Om mijn geheugen met betrekking tot de onderhavige materie op te frissen heb ik op mijn verzoek via de DIV de beschikking gekregen over een uitgebreide documentatie van de grote media-aandacht voor met name de justitiële nasleep van de vuurwerkramp. Daarnaast heb ik mij via internet voorzien van het daar gepubliceerde vonnis van de Rechtbank Almelo op 22 augustus 2002 gewezen tegen de verdachte de V. De Minister van Justitie zond reeds een exemplaar van het arrest van het Gerechtshof te Arnhem mee met zijn brief van 27 oktober 2004.

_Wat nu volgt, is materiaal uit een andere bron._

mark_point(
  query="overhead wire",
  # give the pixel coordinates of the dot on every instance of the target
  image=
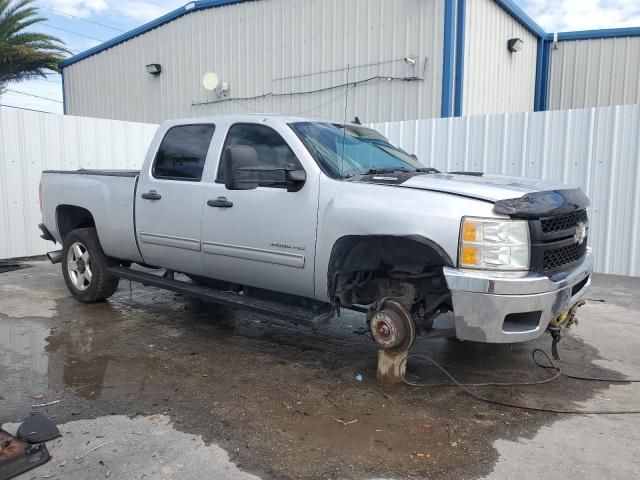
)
(72, 32)
(33, 95)
(317, 90)
(60, 12)
(27, 109)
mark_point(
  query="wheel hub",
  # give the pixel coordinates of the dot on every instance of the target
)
(79, 266)
(392, 327)
(385, 329)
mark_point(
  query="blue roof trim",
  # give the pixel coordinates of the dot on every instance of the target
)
(178, 12)
(524, 19)
(460, 47)
(448, 58)
(594, 34)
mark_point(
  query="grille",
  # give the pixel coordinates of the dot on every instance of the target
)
(563, 222)
(558, 257)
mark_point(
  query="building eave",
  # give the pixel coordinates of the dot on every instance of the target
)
(177, 13)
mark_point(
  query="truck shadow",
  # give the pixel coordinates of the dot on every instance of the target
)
(284, 400)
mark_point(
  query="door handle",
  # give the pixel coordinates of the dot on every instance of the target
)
(220, 202)
(151, 195)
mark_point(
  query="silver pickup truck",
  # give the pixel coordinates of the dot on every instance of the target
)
(302, 217)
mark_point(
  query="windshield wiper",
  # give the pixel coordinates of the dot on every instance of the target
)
(378, 171)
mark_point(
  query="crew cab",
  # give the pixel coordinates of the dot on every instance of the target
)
(304, 217)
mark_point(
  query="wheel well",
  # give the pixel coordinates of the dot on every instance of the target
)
(365, 269)
(70, 217)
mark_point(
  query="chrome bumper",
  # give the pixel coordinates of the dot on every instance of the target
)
(496, 307)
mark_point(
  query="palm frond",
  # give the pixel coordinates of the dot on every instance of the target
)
(25, 53)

Het kernpunt in deze verificatie vormde de vermeende opzettelijke misleiding van de rechterlijke macht. Daarbij sprongen vier onderwerpen extra in het oog, te weten de mobiele telefoon, waarmee op 13 mei 2000 tijdens of kort na de ramp vanuit het rampgebied is gebeld, de gang van zaken rond een mogelijk ontlastend proces-verbaal, het omgaan met de rode sportbroek van de V. en de strafvorderlijke status van de V. Ik heb deze onderwerpen in mijn vertrouwelijke rapport afzonderlijk besproken.
Op basis van mijn bevindingen heb ik de gestelde kamervragen, voorzover die al niet openbaar waren beantwoord, van een reactie voorzien. Aldus heb ik getracht de door de Minister van Justitie verstrekte vertrouwelijke informatie met het oog op de in de doelstelling van deze verificatie vervatte vraag zo inzichtelijk mogelijk te maken. Zoals in mijn vertrouwelijk rapport weergegeven ben ik daarbij gestuit als enkele onvolkomenheden, opgetreden bij opsporing en vervolging. Deze onvolkomenheden heb ik gekenschetst als slordigheden.

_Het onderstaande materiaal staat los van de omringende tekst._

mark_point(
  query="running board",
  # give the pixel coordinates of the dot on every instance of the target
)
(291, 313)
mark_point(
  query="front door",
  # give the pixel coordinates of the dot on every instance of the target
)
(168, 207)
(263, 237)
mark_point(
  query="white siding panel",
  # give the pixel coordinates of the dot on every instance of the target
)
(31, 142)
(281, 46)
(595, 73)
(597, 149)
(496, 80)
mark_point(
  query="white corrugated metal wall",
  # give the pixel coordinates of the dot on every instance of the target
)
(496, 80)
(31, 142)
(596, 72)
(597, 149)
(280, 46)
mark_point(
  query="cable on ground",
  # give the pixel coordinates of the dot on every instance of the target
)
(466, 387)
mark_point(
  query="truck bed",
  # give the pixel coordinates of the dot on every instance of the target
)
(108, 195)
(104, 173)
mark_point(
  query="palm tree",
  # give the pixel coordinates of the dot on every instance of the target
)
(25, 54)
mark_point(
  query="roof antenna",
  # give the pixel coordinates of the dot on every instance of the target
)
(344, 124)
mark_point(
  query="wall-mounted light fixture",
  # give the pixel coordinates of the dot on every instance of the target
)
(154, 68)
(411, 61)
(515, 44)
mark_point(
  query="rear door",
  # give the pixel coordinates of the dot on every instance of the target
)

Ik heb in het materiaal, waarvan ik kennis heb genomen, geen aanwijzingen gevonden voor handelingen, die zouden kunnen worden aangemerkt als opzettelijke misleiding van de rechterlijke macht, althans pogingen daartoe.

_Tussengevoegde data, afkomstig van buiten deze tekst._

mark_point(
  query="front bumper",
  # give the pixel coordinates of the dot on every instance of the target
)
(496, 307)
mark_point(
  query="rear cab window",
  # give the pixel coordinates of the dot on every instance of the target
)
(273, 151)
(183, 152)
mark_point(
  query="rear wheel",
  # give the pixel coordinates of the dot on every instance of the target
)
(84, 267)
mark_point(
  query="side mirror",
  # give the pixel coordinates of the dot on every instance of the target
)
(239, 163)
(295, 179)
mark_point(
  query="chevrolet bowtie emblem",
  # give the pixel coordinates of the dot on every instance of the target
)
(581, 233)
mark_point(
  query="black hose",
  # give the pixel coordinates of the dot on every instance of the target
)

Ik voel mij in deze vaststelling gesteund door de beide uitspraken van de rechterlijke colleges in deze, die blijkens de inhoud van vonnis en arrest nauwkeurig aandacht hebben geschonken aan de vele straf(proces-) rechtelijke aspecten van de onderhavige zaak.
Terugkerend naar de basisvraag van deze verificatie, n.l. «Is een eigenstandig politiek oordeel mogelijk op basis van de informatie, die de Minister van Justitie aan de Tweede Kamer heeft verstrekt?» luidt mijn antwoord BEVESTIGEND.